Neil has said that the album both begins and ends with songs somewhat concerned with death, and the lyrics of "Leaving" leave no doubt about at least the beginning. An interview in the September issue of the U.K. magazine Attitude reveals that this song (which the Boys wrote in 2010) was originally inspired by the death of Neil's parents, both in the space of less than 12 months of each other in 2008 and 2009. It started out with a different title, "Heaven Is a Playground" (or simply "Heaven"), and its basic musical structure had been composed by Chris before they entered the studio. But during the early phases of recording, they came up with a different chorus with a new melody and lyrics, which transformed the song first into "I'm Leaving" and then finally into just plain "Leaving." It's possible, however, that some of those earlier "Heaven" lyrics may have turned up in or have at least influenced the added rap section of Pet Shop Boys' own "Side-by-Side Remix" of the track, with such lines as "I believe in love for all time" and "Our love will never die 'cause love is forever." (Such suggestions of eternity are certainly suggestive of heaven.)

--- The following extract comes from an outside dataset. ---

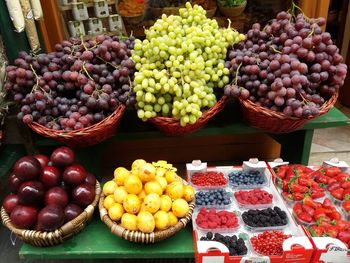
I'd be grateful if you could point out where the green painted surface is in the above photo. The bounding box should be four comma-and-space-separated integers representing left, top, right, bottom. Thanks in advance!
20, 219, 194, 260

Despite this song's origins with the passing of Neil's parents, that's not what it's "about." Rather, Neil takes advantage of his recent personal experiences with such great loss to apply what he has learned to another situation altogether: the death not of loved ones but of love itself.

Our love is dead
But the dead are still alive
In memory and thought
And the context they provide

Although the narrator acknowledges the death of this love affair, he nevertheless grasps hold of his belief in, essentially, "life after death" for love: "I can still find some hope to believe in love." And on the song goes in this vein, a rumination on how even something or someone "dead" remains, in some senses, very much alive:

… the dead are here to stay
They made us who we are
They're with us every day

Neil was undoubtedly thinking of his parents when he wrote those lines. But, all the same, they apply equally well to our love affairs, which also shape us and continue to influence us even after they've passed on.